Far from the media's gaze, Robertson has used the tax-exempt, nonprofit Operation Blessing as a front for his shadowy financial schemes, while exerting his influence within the GOP to cover his tracks. In 1994 he made an emotional plea on The 700 Club for cash donations to Operation Blessing to support airlifts of refugees from the Rwandan civil war to Zaire (now Congo). Reporter Bill Sizemore of The Virginian Pilot later discovered that Operation Blessing's planes were transporting diamond-mining equipment for the African Development Corporation, a Robertson-owned venture initiated with the cooperation of Zaire's then-dictator Mobutu Sese Seko.

After a lengthy investigation, Virginia's Office of Consumer Affairs determined that Robertson "willfully induced contributions from the public through the use of misleading statements and other implications." Yet when the office called for legal action against Robertson in 1999, Virginia Attorney General Mark Earley, a Republican, intervened with his own report, agreeing that Robertson had made deceptive appeals but overruling the recommendation for his prosecution. Two years earlier, while Virginia's investigation was gathering steam, Robertson donated $35,000 to Earley's campaign--Earley's largest contribution. With Earley's report came a sense of vindication. "From the very beginning," Robertson claimed, "we were trying to provide help and assistance to those who were facing disease and death in the war-torn, chaotic nation of Zaire."

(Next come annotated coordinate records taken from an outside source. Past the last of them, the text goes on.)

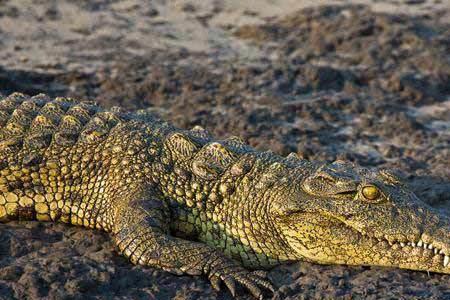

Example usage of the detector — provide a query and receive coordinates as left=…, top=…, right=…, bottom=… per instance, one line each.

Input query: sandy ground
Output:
left=0, top=0, right=450, bottom=299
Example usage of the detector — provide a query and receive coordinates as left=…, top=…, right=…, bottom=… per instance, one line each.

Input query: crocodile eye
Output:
left=361, top=185, right=381, bottom=200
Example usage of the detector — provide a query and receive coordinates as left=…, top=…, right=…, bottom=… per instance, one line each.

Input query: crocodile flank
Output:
left=0, top=93, right=450, bottom=298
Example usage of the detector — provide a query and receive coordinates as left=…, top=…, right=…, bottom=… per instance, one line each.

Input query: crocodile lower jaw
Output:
left=370, top=234, right=450, bottom=271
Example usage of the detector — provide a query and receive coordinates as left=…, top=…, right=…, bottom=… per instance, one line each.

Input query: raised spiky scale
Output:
left=0, top=93, right=450, bottom=297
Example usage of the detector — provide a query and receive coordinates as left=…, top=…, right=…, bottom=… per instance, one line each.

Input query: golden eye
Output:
left=362, top=185, right=381, bottom=200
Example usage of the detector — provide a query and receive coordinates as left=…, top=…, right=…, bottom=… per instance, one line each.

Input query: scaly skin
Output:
left=0, top=93, right=450, bottom=298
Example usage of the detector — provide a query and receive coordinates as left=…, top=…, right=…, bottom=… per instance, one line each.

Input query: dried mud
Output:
left=0, top=1, right=450, bottom=299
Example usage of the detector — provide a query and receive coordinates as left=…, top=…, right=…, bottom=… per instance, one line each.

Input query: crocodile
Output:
left=0, top=93, right=450, bottom=298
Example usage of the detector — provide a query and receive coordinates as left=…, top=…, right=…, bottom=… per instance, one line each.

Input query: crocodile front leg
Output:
left=113, top=189, right=274, bottom=299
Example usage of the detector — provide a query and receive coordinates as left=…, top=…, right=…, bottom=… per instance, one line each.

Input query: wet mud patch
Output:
left=0, top=1, right=450, bottom=299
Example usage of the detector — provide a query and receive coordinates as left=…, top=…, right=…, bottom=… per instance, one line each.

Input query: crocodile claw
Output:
left=209, top=268, right=275, bottom=299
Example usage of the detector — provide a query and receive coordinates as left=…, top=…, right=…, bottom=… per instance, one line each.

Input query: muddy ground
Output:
left=0, top=0, right=450, bottom=299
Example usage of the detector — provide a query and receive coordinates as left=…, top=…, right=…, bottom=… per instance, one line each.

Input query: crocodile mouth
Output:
left=358, top=231, right=450, bottom=272
left=285, top=213, right=450, bottom=274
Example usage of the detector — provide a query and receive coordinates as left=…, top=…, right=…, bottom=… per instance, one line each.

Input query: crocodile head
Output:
left=275, top=161, right=450, bottom=274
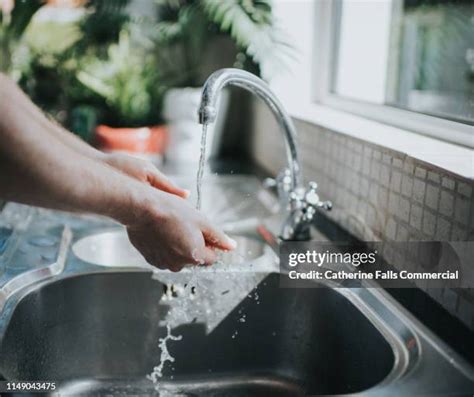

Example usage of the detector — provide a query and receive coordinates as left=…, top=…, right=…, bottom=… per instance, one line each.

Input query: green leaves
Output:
left=200, top=0, right=292, bottom=79
left=77, top=31, right=158, bottom=126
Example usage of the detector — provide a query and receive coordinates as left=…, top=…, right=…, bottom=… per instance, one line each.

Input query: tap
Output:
left=199, top=68, right=332, bottom=241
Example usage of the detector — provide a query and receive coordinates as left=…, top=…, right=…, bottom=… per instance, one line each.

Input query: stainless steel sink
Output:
left=72, top=229, right=271, bottom=268
left=0, top=271, right=398, bottom=397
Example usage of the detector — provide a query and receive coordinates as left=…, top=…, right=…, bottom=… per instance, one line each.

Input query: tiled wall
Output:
left=250, top=100, right=474, bottom=330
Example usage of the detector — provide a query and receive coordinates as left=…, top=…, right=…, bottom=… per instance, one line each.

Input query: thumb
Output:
left=147, top=170, right=189, bottom=198
left=202, top=225, right=237, bottom=251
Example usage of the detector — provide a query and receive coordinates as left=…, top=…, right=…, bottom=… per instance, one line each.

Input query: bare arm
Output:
left=0, top=75, right=234, bottom=270
left=7, top=76, right=189, bottom=197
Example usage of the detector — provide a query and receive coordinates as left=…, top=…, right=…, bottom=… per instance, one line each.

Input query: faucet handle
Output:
left=304, top=182, right=332, bottom=211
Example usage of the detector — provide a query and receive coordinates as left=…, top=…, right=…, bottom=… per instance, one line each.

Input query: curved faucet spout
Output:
left=199, top=68, right=302, bottom=191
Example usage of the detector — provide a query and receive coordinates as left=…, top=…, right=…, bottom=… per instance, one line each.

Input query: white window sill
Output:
left=288, top=103, right=474, bottom=179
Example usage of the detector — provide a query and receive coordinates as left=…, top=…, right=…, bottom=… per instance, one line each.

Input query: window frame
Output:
left=312, top=0, right=474, bottom=148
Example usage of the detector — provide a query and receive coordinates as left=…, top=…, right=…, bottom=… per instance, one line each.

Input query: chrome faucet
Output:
left=199, top=68, right=332, bottom=241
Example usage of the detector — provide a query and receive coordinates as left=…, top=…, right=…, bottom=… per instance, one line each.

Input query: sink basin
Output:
left=0, top=270, right=395, bottom=397
left=72, top=229, right=270, bottom=268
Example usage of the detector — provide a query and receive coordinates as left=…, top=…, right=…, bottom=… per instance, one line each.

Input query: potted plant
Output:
left=154, top=0, right=291, bottom=165
left=77, top=28, right=166, bottom=160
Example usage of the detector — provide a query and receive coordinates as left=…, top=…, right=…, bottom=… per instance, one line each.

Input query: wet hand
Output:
left=102, top=153, right=189, bottom=198
left=127, top=191, right=236, bottom=272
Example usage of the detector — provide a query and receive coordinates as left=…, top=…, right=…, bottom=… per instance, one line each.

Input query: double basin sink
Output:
left=0, top=175, right=474, bottom=397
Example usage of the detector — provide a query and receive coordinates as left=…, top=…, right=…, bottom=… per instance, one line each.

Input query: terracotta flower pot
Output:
left=95, top=125, right=168, bottom=154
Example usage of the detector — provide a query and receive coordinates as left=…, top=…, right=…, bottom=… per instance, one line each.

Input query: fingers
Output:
left=147, top=169, right=189, bottom=198
left=193, top=247, right=217, bottom=265
left=202, top=224, right=237, bottom=251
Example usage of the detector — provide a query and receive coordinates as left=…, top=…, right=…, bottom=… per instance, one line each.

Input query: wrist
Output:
left=108, top=183, right=158, bottom=226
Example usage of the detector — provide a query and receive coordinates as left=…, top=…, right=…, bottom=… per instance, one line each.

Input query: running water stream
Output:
left=147, top=125, right=207, bottom=392
left=196, top=124, right=207, bottom=210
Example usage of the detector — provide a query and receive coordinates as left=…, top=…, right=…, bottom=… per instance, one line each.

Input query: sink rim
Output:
left=71, top=227, right=276, bottom=272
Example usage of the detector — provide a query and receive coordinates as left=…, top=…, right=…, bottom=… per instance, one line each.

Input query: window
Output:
left=319, top=0, right=474, bottom=147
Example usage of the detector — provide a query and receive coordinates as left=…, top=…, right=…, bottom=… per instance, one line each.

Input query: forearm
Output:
left=0, top=73, right=150, bottom=223
left=0, top=74, right=105, bottom=160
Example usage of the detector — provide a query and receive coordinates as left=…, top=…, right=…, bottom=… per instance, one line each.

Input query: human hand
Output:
left=101, top=153, right=189, bottom=198
left=127, top=187, right=236, bottom=272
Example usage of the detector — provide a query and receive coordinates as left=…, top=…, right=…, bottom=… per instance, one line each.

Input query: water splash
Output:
left=147, top=324, right=183, bottom=385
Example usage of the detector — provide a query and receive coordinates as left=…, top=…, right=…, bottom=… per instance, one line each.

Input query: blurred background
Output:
left=0, top=0, right=474, bottom=162
left=0, top=0, right=290, bottom=166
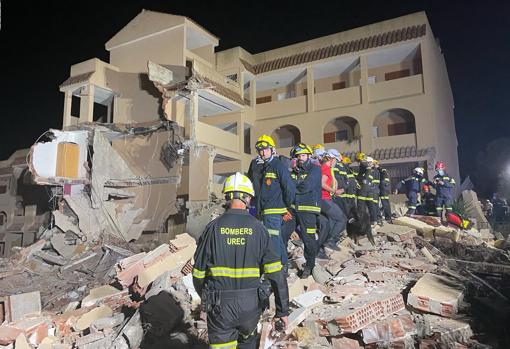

And hey, if using charitable donations to traffic in freakin' blood diamonds isn't bad enough for you, you can rest assured that a portion of your dollar will go toward faith-healing.

Face it, Pat Robertson is a complete fraud. If you're going to send him money, just save a stamp and light the bills on fire. It'll do just as much good.

vet said...

Wasn't Pat Robertson the one who said the Boxing Day Tsunami was a pointer to the imminence of the Second Coming?